Strategi belajar sambil bermain ini rupanya berhasil mengubah suasana kelas. Anak-anak mulai bersemangat dan antusias mengikuti proses belajar. Anak-anak yang tadinya pasif sekarang menjadi anak-anak yang aktif. Semua tugas yang tadinya tak mereka pikirkan satu persatu mereka selesaikan. Mereka yang tadinya takut dan malu untuk mengungkapkan pendapat mulai berani dan percaya diri. Siswa-siswa gembira belajar, aku pun menjadi lebih tenang dan bahagia menjalani pekerjaanku sebagai guru. Aku tak perlu lagi memerintahkan mereka untuk membaca dan menggali informasi dari berbagai sumber untuk belajar, karena tanpa ku perintahkan mereka dengan mandiri mencari sendiri semua materi terkait pembelajaran yang akan dilaksanakan. Catatan mereka pun menjadi lengkap padahal aku tak pernah memerintahkan mereka untuk mencatat. Ada satu hari yang membuatku begitu terharu. Hari itu aku terpaksa terlambat masuk ke kelas karena menghadap kepala sekolah untuk menyelesaikan beberapa pekerjaan yang harus segera diselesaikan. Aku tak sempat memberikan tugas untuk mereka kerjakan sambil menunggu kehadiranku. Sejujurnya aku begitu khawatir, jangan-jangan mereka sudah berkeliaran di luar kelas atau membuat kegaduhan sehingga mengganggu kelas lain. Dan ternyata kekhawatiranku terlalu berlebihan. Ketika aku masuk ke dalam kelas dengan sisa waktu yang tinggal beberapa menit, aku dikagetkan dengan pemandangan aktivitas siswa. Ada yang sedang mencatat materi, ada yang sedang membaca, ada yang menonton video tentang materi, bahkan beberapa siswa melakukan diskusi tentang materi yang akan kami pelajari.
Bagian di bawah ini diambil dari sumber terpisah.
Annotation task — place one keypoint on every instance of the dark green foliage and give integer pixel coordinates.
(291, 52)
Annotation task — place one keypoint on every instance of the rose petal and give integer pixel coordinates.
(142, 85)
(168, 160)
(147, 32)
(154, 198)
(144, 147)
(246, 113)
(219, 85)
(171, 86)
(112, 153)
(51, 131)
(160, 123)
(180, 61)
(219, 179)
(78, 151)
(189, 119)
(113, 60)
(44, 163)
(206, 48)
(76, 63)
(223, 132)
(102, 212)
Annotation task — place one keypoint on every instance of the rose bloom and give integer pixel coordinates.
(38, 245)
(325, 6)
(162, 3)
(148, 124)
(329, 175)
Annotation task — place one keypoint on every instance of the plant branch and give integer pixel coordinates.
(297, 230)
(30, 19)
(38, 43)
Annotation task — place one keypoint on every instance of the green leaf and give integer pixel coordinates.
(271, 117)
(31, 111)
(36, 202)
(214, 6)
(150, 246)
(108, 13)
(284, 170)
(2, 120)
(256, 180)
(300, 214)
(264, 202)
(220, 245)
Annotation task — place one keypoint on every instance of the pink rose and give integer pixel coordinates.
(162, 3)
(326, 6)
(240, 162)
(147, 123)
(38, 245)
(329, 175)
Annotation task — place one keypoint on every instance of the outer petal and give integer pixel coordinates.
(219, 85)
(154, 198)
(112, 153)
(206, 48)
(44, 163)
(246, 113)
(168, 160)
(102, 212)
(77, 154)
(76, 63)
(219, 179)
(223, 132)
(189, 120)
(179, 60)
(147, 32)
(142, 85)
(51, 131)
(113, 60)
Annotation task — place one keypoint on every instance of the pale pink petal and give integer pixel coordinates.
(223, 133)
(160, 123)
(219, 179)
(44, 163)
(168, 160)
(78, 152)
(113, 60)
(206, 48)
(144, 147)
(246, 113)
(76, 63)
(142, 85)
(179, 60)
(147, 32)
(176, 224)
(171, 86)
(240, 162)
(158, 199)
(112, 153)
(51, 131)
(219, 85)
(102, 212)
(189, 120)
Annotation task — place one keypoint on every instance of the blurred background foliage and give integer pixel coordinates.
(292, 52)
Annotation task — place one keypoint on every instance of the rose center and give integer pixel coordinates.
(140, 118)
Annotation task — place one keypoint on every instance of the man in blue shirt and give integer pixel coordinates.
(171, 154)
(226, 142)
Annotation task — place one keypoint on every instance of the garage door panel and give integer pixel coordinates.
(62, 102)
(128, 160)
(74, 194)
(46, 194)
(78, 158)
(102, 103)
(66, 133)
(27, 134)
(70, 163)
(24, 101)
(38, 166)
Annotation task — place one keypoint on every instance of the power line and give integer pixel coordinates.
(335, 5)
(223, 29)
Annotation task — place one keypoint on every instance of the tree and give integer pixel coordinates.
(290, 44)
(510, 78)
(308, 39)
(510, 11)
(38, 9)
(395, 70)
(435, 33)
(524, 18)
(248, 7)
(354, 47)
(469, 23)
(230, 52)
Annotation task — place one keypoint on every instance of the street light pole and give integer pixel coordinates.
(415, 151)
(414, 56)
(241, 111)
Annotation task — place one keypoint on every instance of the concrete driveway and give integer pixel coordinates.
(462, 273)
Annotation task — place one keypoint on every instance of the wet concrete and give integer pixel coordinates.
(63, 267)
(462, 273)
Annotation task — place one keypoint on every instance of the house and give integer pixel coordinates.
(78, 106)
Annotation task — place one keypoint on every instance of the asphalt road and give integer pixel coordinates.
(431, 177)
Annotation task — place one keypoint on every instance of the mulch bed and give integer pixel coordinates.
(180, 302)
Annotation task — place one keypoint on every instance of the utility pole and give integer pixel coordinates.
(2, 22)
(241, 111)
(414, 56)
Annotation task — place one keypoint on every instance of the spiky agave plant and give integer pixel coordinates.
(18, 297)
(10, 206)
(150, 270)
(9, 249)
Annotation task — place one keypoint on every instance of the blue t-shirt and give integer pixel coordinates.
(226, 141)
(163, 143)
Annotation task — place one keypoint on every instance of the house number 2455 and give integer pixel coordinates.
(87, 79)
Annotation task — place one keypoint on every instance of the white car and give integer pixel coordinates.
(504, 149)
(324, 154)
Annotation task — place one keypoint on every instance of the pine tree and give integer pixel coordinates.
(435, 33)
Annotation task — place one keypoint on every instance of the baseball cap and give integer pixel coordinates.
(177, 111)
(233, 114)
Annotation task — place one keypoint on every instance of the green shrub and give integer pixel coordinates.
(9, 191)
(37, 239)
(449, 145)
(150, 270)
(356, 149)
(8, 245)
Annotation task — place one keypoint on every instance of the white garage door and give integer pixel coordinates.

Proses belajar mengajar yang ku upayakan untuk berpihak pada murid rupanya telah berhasil merebut hati mereka. Aku mengetahui itu dari salah satu rekan kerjaku. Beliau adalah salah satu guru Bahasa Inggris di sekolahku. Beliau memberikan tugas kepada anak-anak untuk membuat kartu ucapan selamat hari guru untuk salah satu guru yang mereka sukai. Aku tak pernah menyangka, sebagian besar siswa memilihku menjadi guru yang akan mereka berikan kartu ucapan padahal aku hanyalah guru mata pelajaran biasa, aku bukanlah wali kelas mereka.
Sekarang tiba di akhir semester, semua siswa akan mengikuti penilaian akhir semester. Pertemuan di hari terakhir semester ini pun ku gunakan untuk melakukan refleksi terkait caraku mengajar. Aku tak ingin terjebak dalam asumsiku sendiri. Aku meminta siswa menuliskan apa yang mereka rasakan setelah melewati satu semester ini belajar bersamaku. Aku pun meminta siswa menuliskan satu kalimat positif untuk diri mereka sendiri. Alhamdulillah ku dapati semua siswa menulis bahwa mereka senang belajar selama satu semester ini. Mereka pun menuliskan bahwa mereka akan dengan serius menyiapkan diri untuk mengikuti penilaian akhir semester. Semoga apa yang mereka tulis benar benar mereka laksanakan. Aku pun akan terus mendukung mereka melalui doaku.
Satu semester ini telah memberiku banyak pelajaran. Aku dapat menyimpulkan bahwa anak-anak itu bukan enggan untuk belajar, mereka bukan anak-anak pemalas dan nakal. Mereka hanyalah anak-anak yang butuh untuk dipahami. Mereka hanya membutuhkan sosok dewasa yang mendidik mereka dengan hati dan cinta karena apa yang berasal dari hati juga akan sampai ke hati. Kuncinya, mari bersahabat.